Let's try it!

About the demo

This demo showcases using Vespa for performing combined textual and visual search through a large database of PDF documents. It uses a combination of textual search using the BM25 ranking algorithm along with vector similarity search of image embeddings generated using the ColPali vision model.

For queries where BM25 is the only ranking function, a text ranking based on the text extracted from the PDF pages is done, and the highest scores are returned. When the vision model is involved, the query gets embedded using ColPali, and a vector similarity search using Hierarchical Navigable Small World (HNSW) is performed. In order to increase the performance of the search, bit quantization of the embedding vectors is performed, and we use hamming distance as the distance metric.

Building the dataset

The process of preparing a set of PDF documents for ingestion and later querying through Vespa is done in the following 5 steps:

Extract each page of each PDF document, and read the text from it. This text, along with the document title is used for BM25 ranking.
Render each page of the document as an image (Pillow Image in Python), and feed this image through the ColPali embedding model. This produces 1024 patches (32x32 patches) of the image, and consequently a 1024 length tensor. There are 128 dimensions, resulting in a tensor shape of (1024, 128).
Quantize the tensor into a 128-bit long vector, which is stored directly in Vespa. This vector embedding is used for the HNSW search.
Collect other metadata such as the PDF name, release year, and generate some example questions using Gemini. We also collect screenshots and raw page PDFs of the document pages for preview in the web application.
Once all the metadata and embeddings for each document has been collected, we feed it into our Vespa Cloud instance. The application is now ready to receive queries.

overview of the steps in the processing workflow

We also wrote a blog post about this process.

This demo uses open data from the United Nations. The materials are available under the Creative Commons Attribution 3.0 IGO license. Full license terms are available at the United Nations HDR website.

Querying the dataset

Any given user query has its text cleansed of stopwords and is embedded using ColPali. As we did during dataset preprocessing, we quantize this tensor such that its shape is a 128-bit vector. This vector is sent to Vespa for the HNSW search.

We query the top 4 results, and fetch the metadata for the page which is then sent to the user's web browser. From here, the user can interact with the demo and finally invoke a RAG pipeline where the returned document metadata is passed along with a system prompt to Google Gemini. The output from Gemini is visible to the user.

Token relevancy

Because a photo of each page in the PDF document is embedded using a vector, it is possible to create a heatmap overlay that estimates the relevancy for another given embedding. Using the text embedding of the user's search query, we were able to generate a heatmap overlay for each token and how "relevant" it was deemed by the ColPali vision model.

This is seen live using either an example query like "woman wearing headphones", or a query of your own.

Application architecture

JavaScript web application: This is the website you are currently visiting.

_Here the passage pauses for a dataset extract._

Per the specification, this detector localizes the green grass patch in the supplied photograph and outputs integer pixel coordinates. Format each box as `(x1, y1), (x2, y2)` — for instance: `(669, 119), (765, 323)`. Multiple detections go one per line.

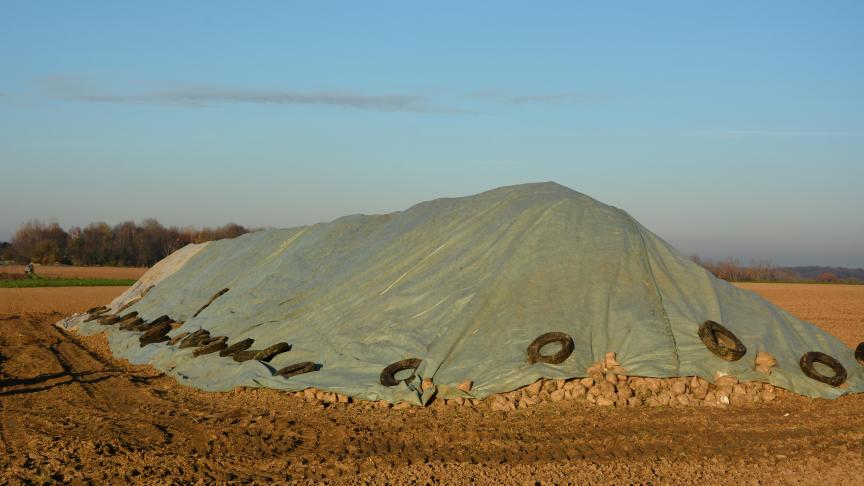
(0, 277), (135, 289)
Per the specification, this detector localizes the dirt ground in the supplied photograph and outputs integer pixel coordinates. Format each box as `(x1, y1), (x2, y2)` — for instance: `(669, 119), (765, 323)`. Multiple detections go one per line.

It is responsible for providing a user interface, and visualization of the matching documents.
Python Backend: Provides a HTTP API the web application can speak to. Responsible for querying Vespa and generating the similarity maps.
Vespa Cloud: Hosts our Vespa document store which has been fed the 4770 documents that you can search through. Vespa Cloud is the easiest way to get started with Vespa, and we provide a free $300 in credits to new customers.
Google Gemini: Is used to demonstrate a real-world retrieval augmented generation (RAG) workflow. Based on the documents ranked by Vespa, the generative AI model is capable of providing more precise answers.